- Born: John Harold Smith 21 April 1927 Folkestone, Kent, England
- Died: 4 May 2002 (aged 74)

Academic background
- Alma mater: London School of Economics

Academic work
- Discipline: Sociologist
- Institutions: Acton Society Trust; London School of Economics; University of Southampton;

= John Smith (sociologist) =

English sociologist

John Harold Smith (1927–2002) was an English sociologist. He was Professor of Sociology at the University of Southampton from 1964 to 1991.

== Early life==
Born in Folkestone on 21 April 1927, Smith attended Harvey Grammar School; during World War II, he served with the Royal Observer Corps and as a meteorologist in the Royal Navy. On demobilisation, he read sociology at the London School of Economics, graduating in 1950.

== Academic career ==
Smith then worked as a researcher at the Acton Society Trust, before returning to the LSE as a lecturer in social sciences and administration.

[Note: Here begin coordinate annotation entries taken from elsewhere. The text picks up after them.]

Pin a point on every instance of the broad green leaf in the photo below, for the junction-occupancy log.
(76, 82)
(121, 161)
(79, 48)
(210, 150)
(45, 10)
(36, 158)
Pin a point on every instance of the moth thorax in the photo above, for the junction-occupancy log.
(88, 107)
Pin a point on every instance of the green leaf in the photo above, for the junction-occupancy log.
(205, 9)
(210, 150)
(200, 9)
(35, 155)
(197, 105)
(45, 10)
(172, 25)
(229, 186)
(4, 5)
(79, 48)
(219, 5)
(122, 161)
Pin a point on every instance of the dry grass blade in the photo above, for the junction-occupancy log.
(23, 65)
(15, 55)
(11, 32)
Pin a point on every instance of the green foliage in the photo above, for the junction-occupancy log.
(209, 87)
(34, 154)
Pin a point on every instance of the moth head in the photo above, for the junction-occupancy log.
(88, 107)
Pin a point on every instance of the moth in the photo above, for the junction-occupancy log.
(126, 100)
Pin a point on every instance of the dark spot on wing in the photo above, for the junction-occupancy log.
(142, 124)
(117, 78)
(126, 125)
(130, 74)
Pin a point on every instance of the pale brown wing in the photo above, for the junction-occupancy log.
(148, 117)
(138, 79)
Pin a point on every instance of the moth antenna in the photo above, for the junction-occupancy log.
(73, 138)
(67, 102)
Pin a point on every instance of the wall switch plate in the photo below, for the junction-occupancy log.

In 1964, he became the first Professor of Sociology and head of the Sociology and Social Policy Department at the University of Southampton; he retired in 1991. At Southampton, he was the dean of social sciences from 1967 to 1970 and the deputy vice-chancellor from 1974 to 1978. He was also involved in expanding its library and special collections and was described in one obituary as the "driving force" behind the university's Nuffield Theatre, Turner Sims Concert Hall and John Hansard Gallery.

According to The Guardian, Smith "played a leading role in developing the University of Southampton's social sciences faculty and was an authority on the social psychologist Elton Mayo"; an industrial sociologist by specialism, he co-authored (with Nancy Seear and Pearl Jephcott) Married Working Women in 1962, as well as a number of other monographs and articles related to his discipline. In the 1970s and 1980s, he researched the impact of computing.

== Personal life ==
Smith was a keen gardener, follower of cricket and fan of Hitchcock's thrillers and western films. He married Jean Horton in 1951 and had with her three children Christopher, Nigel and Rachel, who all survived him when he died on 4 May 2002.